In Vancouver, Canada, my journey to see an electrophysiologist began at day 11 persistent (January 23) at my G.P. office who kept me under his care without referring me for a whole year. Today, May 14/'17, I am in day 122 persistent (almost 4 months under "hospital care" waiting time). Friday, I was told my appointment to the AF clinic only (not electrophysiologist) will be August 21 by which time I will be 7.1 months persistent.
Those 7 months under "hospital care" exclude electrophysiologist which I was told takes another month and then 6 months to ablation. Thus, the total journey from day 11 persistent to ablation becomes 14 months by which time I will be in long-standing persistent, if not permanent.

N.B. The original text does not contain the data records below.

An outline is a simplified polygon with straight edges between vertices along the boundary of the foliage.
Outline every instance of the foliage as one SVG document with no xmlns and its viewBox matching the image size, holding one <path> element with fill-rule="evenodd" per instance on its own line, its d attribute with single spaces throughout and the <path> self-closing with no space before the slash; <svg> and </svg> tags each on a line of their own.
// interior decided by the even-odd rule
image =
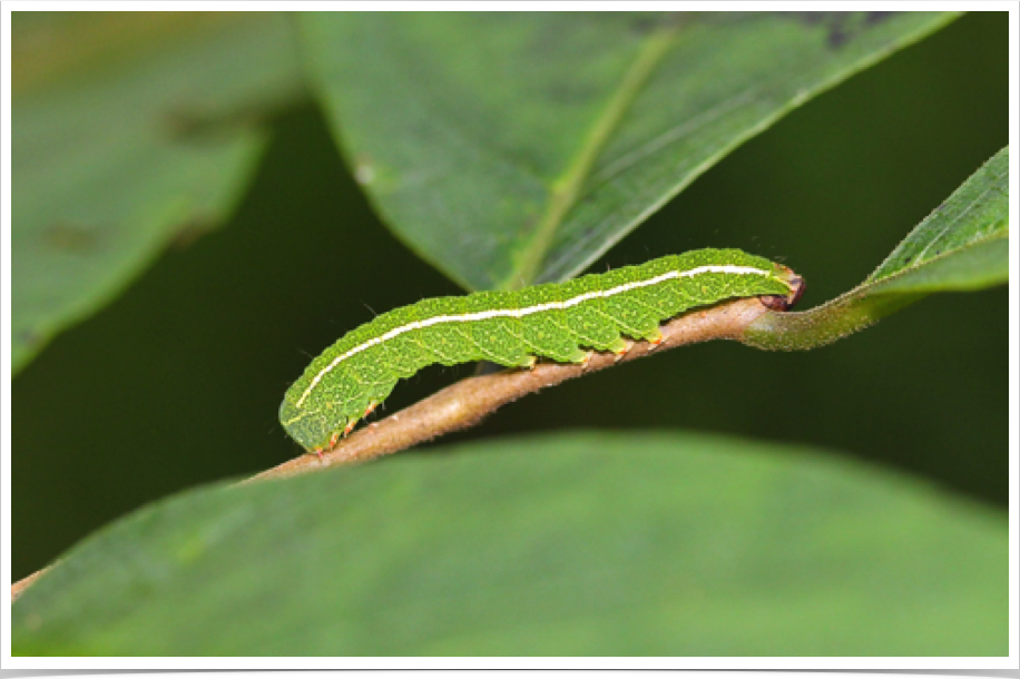
<svg viewBox="0 0 1020 679">
<path fill-rule="evenodd" d="M 352 183 L 333 169 L 336 151 L 324 138 L 291 144 L 298 137 L 288 130 L 322 125 L 300 112 L 308 98 L 324 111 L 351 176 L 408 248 L 463 287 L 514 288 L 576 275 L 646 219 L 647 247 L 654 223 L 688 209 L 686 196 L 703 181 L 665 204 L 738 145 L 822 90 L 856 91 L 856 79 L 843 85 L 851 75 L 952 19 L 16 14 L 11 338 L 22 373 L 14 478 L 19 488 L 33 474 L 45 479 L 31 488 L 49 494 L 19 490 L 22 502 L 59 498 L 31 512 L 16 505 L 16 538 L 50 525 L 55 514 L 75 535 L 90 532 L 94 524 L 73 523 L 89 503 L 110 503 L 97 512 L 106 515 L 145 506 L 72 548 L 18 600 L 14 652 L 1003 652 L 1002 516 L 853 457 L 883 445 L 930 457 L 923 443 L 908 443 L 919 429 L 947 441 L 951 470 L 983 465 L 999 479 L 1000 457 L 981 450 L 994 447 L 987 442 L 998 439 L 984 430 L 1004 410 L 975 407 L 950 430 L 960 440 L 943 435 L 950 417 L 925 395 L 952 411 L 949 392 L 969 394 L 961 381 L 947 384 L 940 370 L 948 357 L 923 368 L 928 382 L 869 385 L 883 393 L 856 397 L 851 383 L 862 365 L 877 366 L 872 384 L 880 385 L 906 367 L 882 363 L 893 341 L 877 332 L 828 354 L 846 364 L 835 378 L 823 363 L 781 370 L 765 354 L 685 350 L 641 362 L 647 368 L 607 371 L 622 377 L 527 400 L 539 405 L 524 407 L 548 411 L 549 424 L 534 410 L 517 411 L 534 429 L 637 431 L 475 439 L 303 479 L 219 481 L 151 502 L 199 480 L 268 466 L 254 452 L 231 451 L 254 450 L 245 436 L 274 426 L 287 380 L 306 363 L 300 354 L 281 362 L 269 328 L 313 328 L 281 342 L 285 351 L 307 343 L 317 352 L 364 314 L 367 291 L 383 308 L 455 292 L 376 228 Z M 866 120 L 852 115 L 841 120 Z M 789 129 L 796 134 L 785 138 L 804 146 L 802 156 L 824 157 L 825 166 L 850 158 L 860 138 L 851 130 L 812 145 L 803 140 L 810 129 Z M 968 158 L 1001 148 L 1004 137 L 994 135 L 996 146 Z M 899 141 L 882 145 L 900 157 Z M 933 158 L 951 156 L 948 137 L 926 144 Z M 786 148 L 765 154 L 767 173 L 782 171 Z M 752 328 L 755 342 L 806 348 L 931 293 L 1003 283 L 1008 157 L 1000 150 L 959 186 L 979 161 L 968 160 L 936 197 L 920 193 L 931 203 L 916 209 L 949 198 L 863 284 L 803 314 L 768 314 Z M 315 169 L 302 174 L 305 164 Z M 923 179 L 916 171 L 906 186 Z M 315 181 L 337 203 L 302 193 Z M 826 188 L 853 195 L 855 187 Z M 643 258 L 688 248 L 685 238 L 769 256 L 753 247 L 747 226 L 739 227 L 745 242 L 718 242 L 724 215 L 743 195 L 724 194 L 708 201 L 710 222 L 695 227 L 696 208 L 683 214 L 681 228 L 669 228 L 683 238 Z M 817 194 L 771 198 L 793 222 Z M 895 236 L 867 230 L 862 205 L 857 232 L 826 229 L 822 215 L 806 230 L 788 224 L 767 238 L 789 253 L 816 238 L 827 244 L 820 258 L 873 267 L 891 247 L 883 238 L 902 238 L 916 223 L 896 213 L 914 198 L 901 190 L 883 204 L 896 216 Z M 167 244 L 186 245 L 231 215 L 229 229 L 170 248 L 141 276 Z M 259 239 L 261 250 L 244 249 Z M 185 259 L 205 259 L 213 274 L 193 278 Z M 835 292 L 842 274 L 818 270 L 820 262 L 788 264 L 810 289 Z M 952 296 L 940 301 L 953 304 Z M 215 336 L 218 315 L 244 323 Z M 904 315 L 903 325 L 952 354 L 945 315 L 962 317 L 936 312 L 938 329 L 929 329 L 923 316 Z M 119 325 L 104 325 L 117 317 Z M 90 334 L 91 348 L 76 350 Z M 187 346 L 190 354 L 176 353 Z M 985 384 L 977 364 L 963 370 Z M 426 377 L 420 390 L 449 380 Z M 915 402 L 918 429 L 885 412 L 885 392 Z M 805 417 L 817 415 L 811 402 L 824 405 L 826 394 L 841 403 L 831 417 Z M 644 414 L 635 415 L 643 412 L 658 413 L 653 422 L 664 431 L 643 426 Z M 692 420 L 727 435 L 678 430 Z M 807 440 L 812 426 L 833 432 L 833 441 L 866 436 L 837 446 L 852 449 L 841 457 L 828 444 L 734 435 L 746 433 L 747 421 L 765 423 L 756 435 L 784 441 Z M 508 426 L 512 416 L 501 422 L 484 431 L 524 426 Z M 196 437 L 175 447 L 177 432 Z M 278 430 L 257 443 L 273 461 L 297 453 Z M 139 483 L 146 474 L 163 485 Z M 116 490 L 89 495 L 84 480 L 97 478 Z M 70 542 L 53 535 L 61 549 Z"/>
</svg>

My understanding is the longer the wait in persistent AF, the greater the target areas beyond the pulmonary veins (the area when you are in paroxysmal AF) , the greater the areas to ablate, and the greater the chances of AF recurring right away, plus the greater the number of ablations required.
The degree of stress caused by this "triaged" waiting time knowing that my heart is purposely being allowed to deteriorate is quite unbearable for me. And, there is no recourse to go to a private clinic here.
Do I have this information correct about persistent and ablation , and have other had this experience when in persistent?
This Canadian waiting time in persistent is driving me insane.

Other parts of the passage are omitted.